Dans sa conclusion, l’auteur revient à ses premiers questionnements : le monde arabo-musulman est-il définitivement fermé aux vents du changement démocratique ? Le monde arabe s’est-il immunisé contre la démocratie du fait de la domination de la culture islamique sur la conscience sociale arabe ? Il y répond ainsi : « Pour vérifier si, oui ou non, l’islam est un obstacle à la démocratisation des pays arabes et islamiques, il ne reste plus au chercheur qu’à revenir aux musulmans eux-mêmes, dans une perspective historique, à leur rapport à la démocratie et aux droits de l’homme et à leurs différentes interprétations de la relation entre ces concepts et l’islam. ». Cette conclusion nous incite à penser que l’islam ne saurait constituer en soi un obstacle au développement démocratique.
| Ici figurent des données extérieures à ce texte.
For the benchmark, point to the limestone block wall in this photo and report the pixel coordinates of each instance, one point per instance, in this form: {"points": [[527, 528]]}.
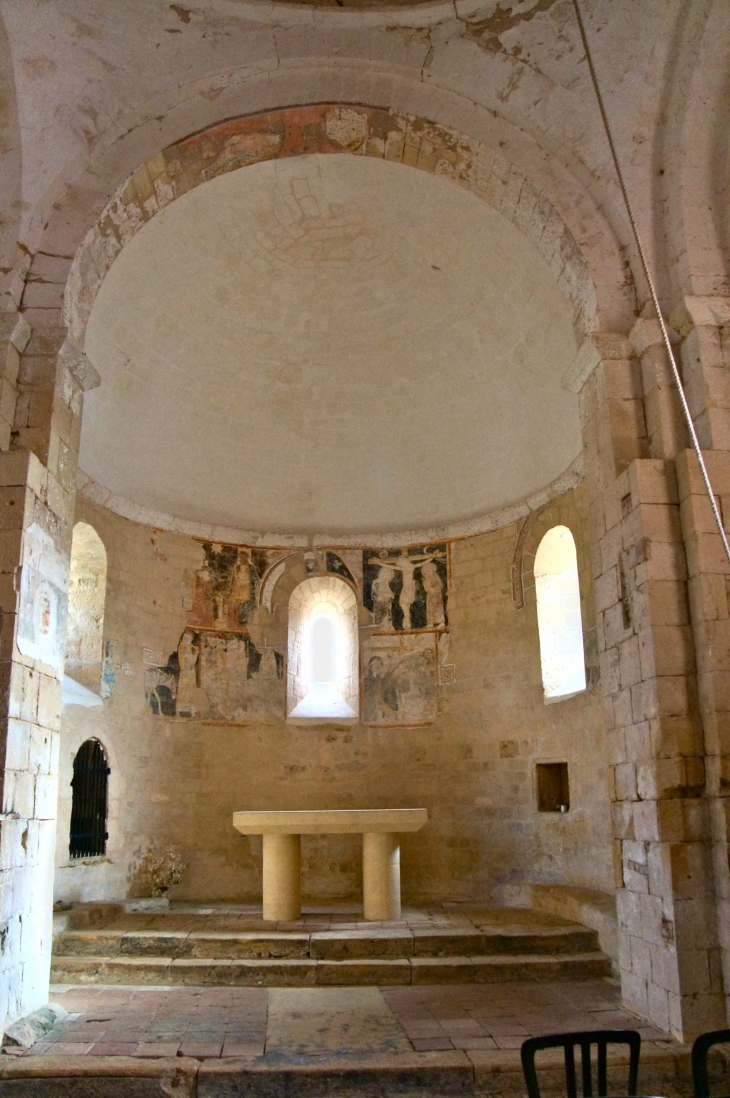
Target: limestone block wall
{"points": [[470, 759]]}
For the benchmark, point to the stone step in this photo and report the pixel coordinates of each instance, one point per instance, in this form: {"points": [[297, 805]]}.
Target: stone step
{"points": [[416, 1074], [326, 945], [307, 972]]}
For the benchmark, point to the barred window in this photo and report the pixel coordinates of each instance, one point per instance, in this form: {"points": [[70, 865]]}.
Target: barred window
{"points": [[88, 838]]}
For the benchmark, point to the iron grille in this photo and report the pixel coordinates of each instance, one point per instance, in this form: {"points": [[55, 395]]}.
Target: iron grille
{"points": [[89, 836]]}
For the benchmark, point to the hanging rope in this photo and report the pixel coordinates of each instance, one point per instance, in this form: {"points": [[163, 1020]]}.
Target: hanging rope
{"points": [[650, 281]]}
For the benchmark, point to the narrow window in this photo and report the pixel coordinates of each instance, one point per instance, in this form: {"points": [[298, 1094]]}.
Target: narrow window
{"points": [[559, 614], [322, 680], [88, 837], [553, 791]]}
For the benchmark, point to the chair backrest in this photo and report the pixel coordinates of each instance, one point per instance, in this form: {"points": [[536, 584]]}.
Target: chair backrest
{"points": [[568, 1042], [699, 1050]]}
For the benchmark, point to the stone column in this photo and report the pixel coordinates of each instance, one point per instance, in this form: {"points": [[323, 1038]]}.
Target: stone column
{"points": [[282, 876], [37, 491], [381, 876], [669, 956]]}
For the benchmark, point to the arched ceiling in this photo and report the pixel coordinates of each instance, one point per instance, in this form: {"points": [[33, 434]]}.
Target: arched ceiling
{"points": [[328, 344]]}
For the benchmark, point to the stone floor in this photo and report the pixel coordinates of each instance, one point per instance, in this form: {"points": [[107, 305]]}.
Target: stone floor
{"points": [[309, 1022]]}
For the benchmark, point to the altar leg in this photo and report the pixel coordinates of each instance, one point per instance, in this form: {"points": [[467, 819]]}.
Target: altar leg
{"points": [[381, 876], [282, 880]]}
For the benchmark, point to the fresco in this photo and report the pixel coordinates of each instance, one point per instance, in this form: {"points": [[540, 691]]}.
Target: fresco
{"points": [[224, 670], [223, 592], [217, 676], [399, 679], [216, 672], [406, 589], [43, 605]]}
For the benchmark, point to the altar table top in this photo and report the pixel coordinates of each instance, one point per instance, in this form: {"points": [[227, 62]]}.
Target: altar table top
{"points": [[330, 821]]}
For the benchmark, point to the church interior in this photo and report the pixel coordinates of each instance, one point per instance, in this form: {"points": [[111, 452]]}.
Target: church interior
{"points": [[365, 587]]}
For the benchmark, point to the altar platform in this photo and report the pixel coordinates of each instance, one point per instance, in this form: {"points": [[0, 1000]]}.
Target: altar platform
{"points": [[233, 944]]}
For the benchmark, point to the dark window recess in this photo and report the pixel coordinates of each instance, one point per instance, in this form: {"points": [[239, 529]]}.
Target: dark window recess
{"points": [[89, 802], [553, 792]]}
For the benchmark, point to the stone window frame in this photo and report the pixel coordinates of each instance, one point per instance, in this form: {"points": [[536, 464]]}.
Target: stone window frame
{"points": [[340, 592], [561, 512]]}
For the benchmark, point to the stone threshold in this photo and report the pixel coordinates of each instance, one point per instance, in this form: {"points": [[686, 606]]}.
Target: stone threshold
{"points": [[664, 1070]]}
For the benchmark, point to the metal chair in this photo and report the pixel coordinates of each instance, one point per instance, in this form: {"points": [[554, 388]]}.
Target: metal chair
{"points": [[568, 1042], [699, 1051]]}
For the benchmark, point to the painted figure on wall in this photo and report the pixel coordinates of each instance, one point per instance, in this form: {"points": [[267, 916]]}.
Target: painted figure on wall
{"points": [[223, 589], [219, 676], [406, 589], [399, 684]]}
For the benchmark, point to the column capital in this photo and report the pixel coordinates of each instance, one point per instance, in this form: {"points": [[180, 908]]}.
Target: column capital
{"points": [[648, 333], [695, 312], [594, 349]]}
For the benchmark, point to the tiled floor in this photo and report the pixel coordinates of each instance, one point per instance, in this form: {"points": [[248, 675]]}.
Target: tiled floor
{"points": [[232, 1021], [502, 1016]]}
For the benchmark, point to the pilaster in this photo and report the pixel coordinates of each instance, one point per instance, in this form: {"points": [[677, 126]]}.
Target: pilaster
{"points": [[41, 392], [669, 948]]}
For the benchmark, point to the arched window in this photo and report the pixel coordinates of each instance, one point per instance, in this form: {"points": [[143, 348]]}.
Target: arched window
{"points": [[322, 679], [86, 607], [88, 838], [559, 614]]}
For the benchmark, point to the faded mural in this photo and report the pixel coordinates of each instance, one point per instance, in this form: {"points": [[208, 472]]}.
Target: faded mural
{"points": [[222, 670], [217, 672], [399, 681], [406, 589], [43, 606]]}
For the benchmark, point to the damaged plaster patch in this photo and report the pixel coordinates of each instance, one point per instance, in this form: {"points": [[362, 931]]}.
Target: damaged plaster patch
{"points": [[348, 129], [154, 870], [487, 32]]}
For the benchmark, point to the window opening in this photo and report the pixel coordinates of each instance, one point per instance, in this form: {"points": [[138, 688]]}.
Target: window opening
{"points": [[89, 784], [553, 791], [323, 678], [559, 614]]}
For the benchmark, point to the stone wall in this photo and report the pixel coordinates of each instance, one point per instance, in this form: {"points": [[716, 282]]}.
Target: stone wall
{"points": [[176, 780]]}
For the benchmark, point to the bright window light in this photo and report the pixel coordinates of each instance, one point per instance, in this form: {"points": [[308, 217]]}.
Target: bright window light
{"points": [[559, 614]]}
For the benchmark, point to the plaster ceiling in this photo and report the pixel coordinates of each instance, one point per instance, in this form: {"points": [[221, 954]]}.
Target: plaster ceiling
{"points": [[328, 344]]}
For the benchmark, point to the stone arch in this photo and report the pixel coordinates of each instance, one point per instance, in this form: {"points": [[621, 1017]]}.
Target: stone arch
{"points": [[86, 607], [329, 127], [330, 601], [569, 511]]}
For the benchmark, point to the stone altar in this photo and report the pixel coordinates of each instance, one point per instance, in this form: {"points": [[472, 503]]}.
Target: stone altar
{"points": [[381, 854]]}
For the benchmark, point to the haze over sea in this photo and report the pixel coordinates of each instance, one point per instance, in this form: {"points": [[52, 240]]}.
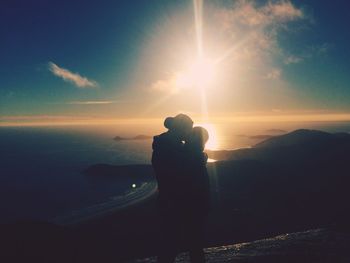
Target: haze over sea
{"points": [[42, 167]]}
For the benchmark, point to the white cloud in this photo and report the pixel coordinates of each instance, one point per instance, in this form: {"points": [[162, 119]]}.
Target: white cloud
{"points": [[244, 38], [75, 78], [292, 60], [91, 102]]}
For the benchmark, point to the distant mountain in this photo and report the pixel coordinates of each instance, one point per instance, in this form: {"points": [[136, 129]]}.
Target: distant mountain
{"points": [[138, 137], [276, 131], [301, 136], [297, 145]]}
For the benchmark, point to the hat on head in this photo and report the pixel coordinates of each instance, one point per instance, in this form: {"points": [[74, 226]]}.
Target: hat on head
{"points": [[178, 122]]}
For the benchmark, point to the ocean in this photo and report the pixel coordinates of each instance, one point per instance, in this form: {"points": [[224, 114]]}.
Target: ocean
{"points": [[41, 167]]}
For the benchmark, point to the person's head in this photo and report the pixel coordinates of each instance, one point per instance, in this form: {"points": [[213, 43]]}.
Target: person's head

Si obstacles il y a, ils sont principalement d’ordre politique, et à certains égards, l’islam pourrait même être considéré comme un moteur de cette transition.
(traduit de l’arabe par Abdallah Haddad)
[i] Abû Ḥamid Moḥammed ibn Moḥammed al-Ghazālī (1058-1111), connu en Occident sous le nom d’Algazel, est un soufi d’origine persane. Grand théologien de l’islam, mais aussi conseiller du calife de Bagdad puis théoricien du droit, al-Ghazālī apparaît surtout, par son énigmatique abandon de l’enseignement et à travers l’orientation critique de ses écrits, comme le défenseur d’une doctrine mystique, qui serait le chemin de la certitude. Profondément musulman de pensée, il a puisé dans l’héritage grec, d’une part, et dans les valeurs chrétiennes, d’autre part, des éléments qu’il a su intégrer sans altérer la pureté de sa foi.